Stadler programmò di iniziare a costruire i treni nel suo stabilimento in Bielorussia. Era il 2022, poco prima che la Russia invadesse l’Ucraina coinvolgendo indirettamente la Bielorussia nella guerra. L’azienda fu costretta a ridurre i suoi investimenti in Bielorussia e a spostare parte della produzione, che finì in Spagna, per la precisione a Valencia.
Lo scorso anno tutta l’area di Valencia è stata inondata da una delle alluvioni più gravi degli ultimi decenni. Migliaia di aziende sono state distrutte, e tra loro c’erano anche molte fornitrici di Stadler, che a dicembre ha scritto a EAV per comunicare un nuovo ritardo. L’azienda ha fatto in tempo a consegnare il primo treno all’inizio di settembre del 2024.
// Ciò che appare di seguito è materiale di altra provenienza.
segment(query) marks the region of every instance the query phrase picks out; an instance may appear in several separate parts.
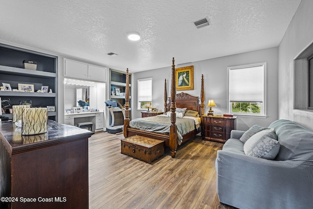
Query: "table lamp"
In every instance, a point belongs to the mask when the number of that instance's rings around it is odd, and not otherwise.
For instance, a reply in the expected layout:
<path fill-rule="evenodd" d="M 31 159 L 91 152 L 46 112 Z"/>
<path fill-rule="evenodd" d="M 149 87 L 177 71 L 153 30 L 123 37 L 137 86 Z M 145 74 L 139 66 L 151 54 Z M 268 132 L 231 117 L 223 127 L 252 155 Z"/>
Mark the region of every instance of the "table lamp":
<path fill-rule="evenodd" d="M 216 107 L 215 102 L 214 102 L 214 100 L 209 99 L 209 102 L 208 102 L 207 105 L 206 105 L 206 106 L 210 107 L 210 110 L 209 110 L 209 112 L 207 113 L 208 116 L 213 115 L 213 111 L 212 110 L 212 107 Z"/>

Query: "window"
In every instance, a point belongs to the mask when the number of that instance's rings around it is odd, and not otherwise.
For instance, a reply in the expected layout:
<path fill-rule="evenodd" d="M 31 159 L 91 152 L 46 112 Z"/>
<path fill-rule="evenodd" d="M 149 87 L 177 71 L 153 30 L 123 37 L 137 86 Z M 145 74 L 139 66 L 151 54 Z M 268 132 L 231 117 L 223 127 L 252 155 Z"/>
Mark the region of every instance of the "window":
<path fill-rule="evenodd" d="M 309 110 L 313 110 L 313 54 L 309 58 Z"/>
<path fill-rule="evenodd" d="M 266 63 L 227 68 L 228 111 L 266 116 Z"/>
<path fill-rule="evenodd" d="M 152 78 L 138 79 L 138 109 L 148 110 L 152 105 Z"/>

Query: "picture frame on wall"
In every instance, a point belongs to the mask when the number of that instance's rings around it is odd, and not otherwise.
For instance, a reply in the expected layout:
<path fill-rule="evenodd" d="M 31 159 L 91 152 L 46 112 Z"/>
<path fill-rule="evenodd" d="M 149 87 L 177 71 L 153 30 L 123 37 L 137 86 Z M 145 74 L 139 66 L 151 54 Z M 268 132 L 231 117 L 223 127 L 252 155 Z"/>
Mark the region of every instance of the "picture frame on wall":
<path fill-rule="evenodd" d="M 22 92 L 34 92 L 34 84 L 18 84 L 18 89 Z"/>
<path fill-rule="evenodd" d="M 121 93 L 121 89 L 119 88 L 115 88 L 115 95 L 119 95 Z"/>
<path fill-rule="evenodd" d="M 9 91 L 12 92 L 12 88 L 11 88 L 10 84 L 2 83 L 2 85 L 3 86 L 3 89 L 4 91 Z"/>
<path fill-rule="evenodd" d="M 176 90 L 194 90 L 194 66 L 190 66 L 175 69 Z"/>

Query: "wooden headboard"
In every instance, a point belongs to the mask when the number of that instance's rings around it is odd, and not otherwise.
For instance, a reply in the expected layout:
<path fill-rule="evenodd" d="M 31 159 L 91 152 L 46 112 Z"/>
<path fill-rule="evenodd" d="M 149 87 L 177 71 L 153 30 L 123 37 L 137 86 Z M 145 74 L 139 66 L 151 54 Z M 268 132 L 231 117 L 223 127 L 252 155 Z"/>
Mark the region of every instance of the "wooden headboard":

Il secondo treno è arrivato alla fine di marzo. Entrambi però non sono ancora in servizio. La colpa è sempre dello scartamento ridotto, che impone prove e test molto approfonditi per ogni convoglio prima di inserirlo nella programmazione oraria. «Non è come prendere un modello Jazz o Rock, come quelli che si vedono in altre regioni: qui sono su misura, e anche la certificazione è su misura», dice Gennaro Conte, segretario nazionale dell’ORSA, un sindacato di base dei ferrovieri. «Prima di avere il via libera servono mesi. E comunque anche questi treni non sono compatibili con gli altri, quindi dovranno viaggiare accoppiati».
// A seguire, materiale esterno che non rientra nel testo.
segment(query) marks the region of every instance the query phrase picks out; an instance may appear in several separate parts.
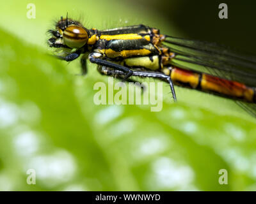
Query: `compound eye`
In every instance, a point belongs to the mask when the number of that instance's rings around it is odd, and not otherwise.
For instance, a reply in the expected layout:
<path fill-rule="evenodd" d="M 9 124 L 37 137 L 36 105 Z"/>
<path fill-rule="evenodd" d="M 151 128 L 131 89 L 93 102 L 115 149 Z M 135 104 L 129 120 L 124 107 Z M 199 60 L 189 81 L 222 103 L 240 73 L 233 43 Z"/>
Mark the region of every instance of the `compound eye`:
<path fill-rule="evenodd" d="M 64 43 L 72 48 L 78 48 L 84 46 L 88 41 L 88 34 L 81 26 L 70 26 L 63 32 Z"/>

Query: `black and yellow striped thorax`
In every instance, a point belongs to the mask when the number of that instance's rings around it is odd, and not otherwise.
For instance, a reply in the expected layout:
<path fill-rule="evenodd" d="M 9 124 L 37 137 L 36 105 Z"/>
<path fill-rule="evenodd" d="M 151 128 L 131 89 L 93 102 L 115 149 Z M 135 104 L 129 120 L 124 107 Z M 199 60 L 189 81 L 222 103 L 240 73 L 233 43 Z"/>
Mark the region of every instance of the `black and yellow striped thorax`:
<path fill-rule="evenodd" d="M 90 32 L 92 37 L 88 41 L 94 42 L 93 51 L 106 59 L 129 67 L 155 70 L 162 66 L 157 29 L 139 25 L 106 31 L 92 29 Z"/>

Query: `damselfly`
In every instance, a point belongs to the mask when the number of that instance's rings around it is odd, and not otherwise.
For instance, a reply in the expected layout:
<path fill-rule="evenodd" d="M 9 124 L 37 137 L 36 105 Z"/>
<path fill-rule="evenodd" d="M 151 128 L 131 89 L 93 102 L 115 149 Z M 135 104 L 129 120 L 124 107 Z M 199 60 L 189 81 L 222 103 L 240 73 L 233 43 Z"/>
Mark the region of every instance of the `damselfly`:
<path fill-rule="evenodd" d="M 152 77 L 173 84 L 235 100 L 256 115 L 256 59 L 216 45 L 160 34 L 144 25 L 99 31 L 88 29 L 79 21 L 62 17 L 50 47 L 60 49 L 57 57 L 72 61 L 83 54 L 99 65 L 100 73 L 124 81 L 132 76 Z"/>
Anche per via degli intoppi per l’acquisto dei nuovi treni è stata rimandata la manutenzione di molte linee. Fino a quando non saranno sostituiti i segnali, per cui è in corso una gara di progettazione, in alcuni punti i treni devono viaggiare a velocità ridotta. I segnali sono dispositivi come semafori e indicatori, essenziali per la sicurezza. «Anche se all’improvviso arrivassero tutti i treni nuovi, ci ritroveremmo a guidare Ferrari nei vicoli», dice Conte.
Salvatore Ferraro, portavoce del comitato pendolari “No al taglio dei treni della circumvesuviana”, ricorda che quando era ragazzo regolava l’orologio con l’arrivo del treno. Ora dice che non sa quando si parte e non si sa quando si arriva. Negli anni i tanti comitati dei pendolari nati per protestare contro i ritardi hanno chiesto conto a EAV di tutti gli errori fatti: sono state organizzate manifestazioni e in alcuni casi sono state promosse azioni legali.
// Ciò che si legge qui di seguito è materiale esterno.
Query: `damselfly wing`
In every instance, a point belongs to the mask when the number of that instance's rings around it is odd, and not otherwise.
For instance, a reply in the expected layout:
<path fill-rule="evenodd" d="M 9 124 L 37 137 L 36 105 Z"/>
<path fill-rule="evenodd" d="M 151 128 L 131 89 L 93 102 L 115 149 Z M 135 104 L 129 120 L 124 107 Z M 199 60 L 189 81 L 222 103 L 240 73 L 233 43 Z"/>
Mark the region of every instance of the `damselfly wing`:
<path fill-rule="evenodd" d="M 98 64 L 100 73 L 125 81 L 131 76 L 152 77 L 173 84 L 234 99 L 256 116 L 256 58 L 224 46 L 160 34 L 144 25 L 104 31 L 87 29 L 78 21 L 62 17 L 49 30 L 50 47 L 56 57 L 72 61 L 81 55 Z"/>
Ultimamente si lamentano anche perché l’EAV e la Regione non assecondano mai le loro richieste, anzi spesso rifiutano il confronto. «Ci rendiamo conto che EAV non ha la bacchetta magica», dice Ferraro. «Però sta facendo scelte che penalizzano tutta la rete che serve oltre 2 milioni di abitanti. Per esempio, sta privilegiando la Napoli-Sorrento in ottica turistica, aumentando la frequenza su quella linea e riducendola altrove. Solo che i turisti sono molti meno dei pendolari». Dopo aver scritto al prefetto di Napoli, giovedì tutti i comitati hanno firmato un appello rivolto al presidente della Repubblica Sergio Mattarella.
Il presidente della Campania Vincenzo De Luca e Umberto De Gregorio, presidente di EAV da oltre 10 anni, da tempo sostengono che non si possa fare più di così. In una recente diretta su Facebook De Luca ha detto che la regione ha investito 500 milioni di euro per adeguare i sistemi di controllo e comprare nuovi treni per la circumvesuviana. Ha chiuso il discorso così: «Se qualche scienziato ha qualche soluzione si faccia avanti».
Nell’ultimo mese ci sono stati almeno quattro principi di incendio sulle carrozze o a ridosso dei binari e un deragliamento. Nessuno – né i comitati, né i sindacati – è riuscito a stimare quante volte, sempre nell’ultimo mese, i passeggeri siano stati costretti a scendere e camminare sui binari a causa di un guasto. Lo stesso vale per le soppressioni e i ritardi, problemi ormai quotidiani.